There are two ways out of this convoluted mess, and both require that we start by eliminating many of the complex contractual arrangements, which serve to deceive and confuse everyone, especially the patients. The first option requires acceptance of the concept that healthcare is a basic human right at which point the government should seize control over the entire process to guarantee that right. This is precisely what is meant by “socialized medicine” and wherever it has been implemented it has been associated with much higher taxes on everyone to pay for it, and a general loss of personal service. The second option is to revert to a system that encourages individuals to pay for their own routine healthcare services and obtain insurance for purposes of avoiding the financial catastrophe of a major illness or injury. This is the concept behind individual Health Savings Accounts (HSAs) where people put their own money aside, tax-free, that can be used to pay for routine healthcare costs. HSAs must be combined with a high deductible, catastrophic insurance policy, which could also be purchased with pre-tax dollars. This would provide coverage for any unexpected, high cost expenses. This sounds simple enough but to make it work requires something that has become increasingly rare throughout our society – personal responsibility.

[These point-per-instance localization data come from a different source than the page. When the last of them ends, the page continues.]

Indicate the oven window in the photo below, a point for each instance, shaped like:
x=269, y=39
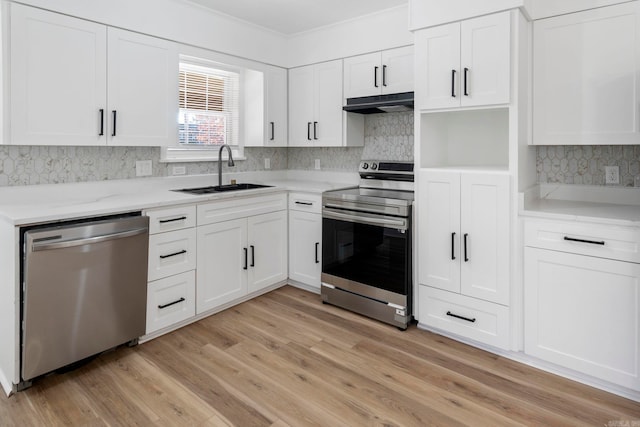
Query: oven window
x=371, y=255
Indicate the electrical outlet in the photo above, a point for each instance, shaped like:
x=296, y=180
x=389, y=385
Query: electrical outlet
x=611, y=175
x=143, y=168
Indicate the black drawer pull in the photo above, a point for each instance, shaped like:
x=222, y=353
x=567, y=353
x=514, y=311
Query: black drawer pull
x=184, y=251
x=461, y=317
x=178, y=301
x=164, y=221
x=593, y=242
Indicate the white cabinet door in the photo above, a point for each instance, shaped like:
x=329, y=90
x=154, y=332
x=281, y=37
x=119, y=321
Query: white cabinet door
x=315, y=105
x=222, y=263
x=582, y=313
x=267, y=237
x=485, y=60
x=143, y=90
x=305, y=247
x=327, y=123
x=485, y=230
x=301, y=106
x=586, y=84
x=362, y=75
x=437, y=65
x=397, y=70
x=58, y=79
x=276, y=117
x=439, y=230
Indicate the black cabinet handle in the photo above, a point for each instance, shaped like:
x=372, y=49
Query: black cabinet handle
x=453, y=83
x=184, y=251
x=453, y=252
x=461, y=317
x=593, y=242
x=245, y=259
x=466, y=72
x=375, y=76
x=114, y=114
x=164, y=221
x=101, y=122
x=178, y=301
x=466, y=258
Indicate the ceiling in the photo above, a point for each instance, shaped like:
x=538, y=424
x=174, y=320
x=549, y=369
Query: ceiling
x=295, y=16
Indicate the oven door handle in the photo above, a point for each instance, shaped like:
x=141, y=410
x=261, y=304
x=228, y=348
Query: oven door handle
x=363, y=218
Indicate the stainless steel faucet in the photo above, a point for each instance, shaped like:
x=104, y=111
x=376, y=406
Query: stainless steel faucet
x=230, y=163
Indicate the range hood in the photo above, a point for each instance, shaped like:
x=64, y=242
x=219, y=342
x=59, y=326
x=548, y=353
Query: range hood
x=393, y=103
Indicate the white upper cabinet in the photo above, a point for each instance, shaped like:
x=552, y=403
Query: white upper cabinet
x=58, y=79
x=276, y=104
x=389, y=71
x=142, y=89
x=67, y=88
x=315, y=105
x=586, y=84
x=464, y=64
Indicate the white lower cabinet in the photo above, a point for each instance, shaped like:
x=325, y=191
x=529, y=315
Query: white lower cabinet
x=305, y=238
x=240, y=256
x=171, y=300
x=581, y=312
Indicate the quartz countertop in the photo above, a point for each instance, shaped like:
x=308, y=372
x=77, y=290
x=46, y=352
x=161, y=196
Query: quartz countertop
x=32, y=204
x=606, y=205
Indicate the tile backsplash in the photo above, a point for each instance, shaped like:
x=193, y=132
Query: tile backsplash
x=584, y=164
x=387, y=136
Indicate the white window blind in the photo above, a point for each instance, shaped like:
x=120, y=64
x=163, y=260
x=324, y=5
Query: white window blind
x=209, y=106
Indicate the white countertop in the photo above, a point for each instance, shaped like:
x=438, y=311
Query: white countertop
x=23, y=205
x=600, y=204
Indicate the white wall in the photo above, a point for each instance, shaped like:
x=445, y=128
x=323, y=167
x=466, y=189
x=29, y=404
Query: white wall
x=369, y=33
x=179, y=21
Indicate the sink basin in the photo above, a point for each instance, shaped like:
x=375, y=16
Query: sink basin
x=221, y=188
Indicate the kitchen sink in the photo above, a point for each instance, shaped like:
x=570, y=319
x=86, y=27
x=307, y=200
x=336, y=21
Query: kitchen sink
x=221, y=188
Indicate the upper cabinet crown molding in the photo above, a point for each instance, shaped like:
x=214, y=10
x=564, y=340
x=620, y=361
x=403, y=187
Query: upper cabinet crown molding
x=586, y=77
x=385, y=72
x=74, y=82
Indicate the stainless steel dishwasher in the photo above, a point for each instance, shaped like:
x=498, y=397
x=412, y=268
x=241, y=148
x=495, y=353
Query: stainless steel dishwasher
x=84, y=290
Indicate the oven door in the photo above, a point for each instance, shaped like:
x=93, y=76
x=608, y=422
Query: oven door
x=361, y=251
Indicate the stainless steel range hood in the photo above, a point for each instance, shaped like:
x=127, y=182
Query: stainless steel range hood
x=392, y=103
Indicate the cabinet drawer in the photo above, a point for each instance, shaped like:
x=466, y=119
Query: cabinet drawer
x=172, y=253
x=305, y=202
x=465, y=316
x=171, y=219
x=171, y=300
x=604, y=241
x=241, y=207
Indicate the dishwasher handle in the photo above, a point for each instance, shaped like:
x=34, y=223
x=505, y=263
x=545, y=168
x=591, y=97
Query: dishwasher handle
x=49, y=245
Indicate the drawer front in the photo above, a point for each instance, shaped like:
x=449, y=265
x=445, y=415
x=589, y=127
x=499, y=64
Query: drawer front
x=305, y=202
x=605, y=241
x=240, y=207
x=471, y=318
x=171, y=300
x=177, y=218
x=172, y=253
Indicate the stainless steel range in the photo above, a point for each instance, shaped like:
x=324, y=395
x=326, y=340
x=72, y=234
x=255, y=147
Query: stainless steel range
x=366, y=243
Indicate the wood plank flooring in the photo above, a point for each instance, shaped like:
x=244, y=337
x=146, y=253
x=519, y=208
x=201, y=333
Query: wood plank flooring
x=285, y=359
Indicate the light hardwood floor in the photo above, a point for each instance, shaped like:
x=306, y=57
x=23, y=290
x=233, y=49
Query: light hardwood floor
x=285, y=359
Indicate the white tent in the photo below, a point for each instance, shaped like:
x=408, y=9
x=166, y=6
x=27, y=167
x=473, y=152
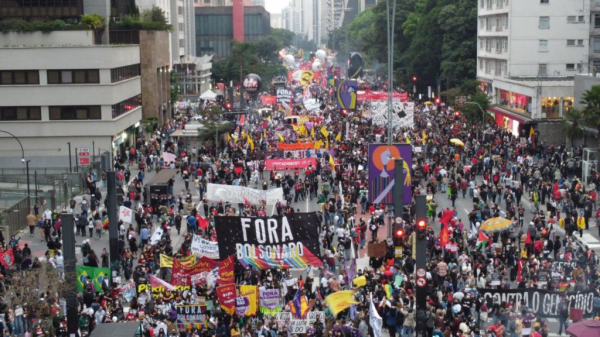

Excuses for not exercising individual responsibility with regard to healthcare abound, starting with the idea that young healthy people don’t believe they need to spend their money on health insurance. To address this basic issue, everyone should be offered financial incentives such as tax credits or vouchers to participate rather than having the government mandate they do so. The other argument states simply that the poor can’t afford insurance, and in most cases this is true. Obviously government subsidies to assist the poor in obtaining healthcare should continue, but instead of being a “handout,” any and all assistance efforts should be tied to a process that encourages personal responsibility no matter how poor the individual happens to be. Otherwise the system will continue to foster the malignant social disease cycle of “victim status” followed by “entitlement.” The fact is no one gets something for nothing, and under the current system employers and the working class are paying an unnecessarily higher price for healthcare, while the poor are also paying an incredible price; the loss of both their dignity and their freedom.

The opinions expressed herein are my own and do not necessarily reflect or represent the policies or opinions of any medical organization or group.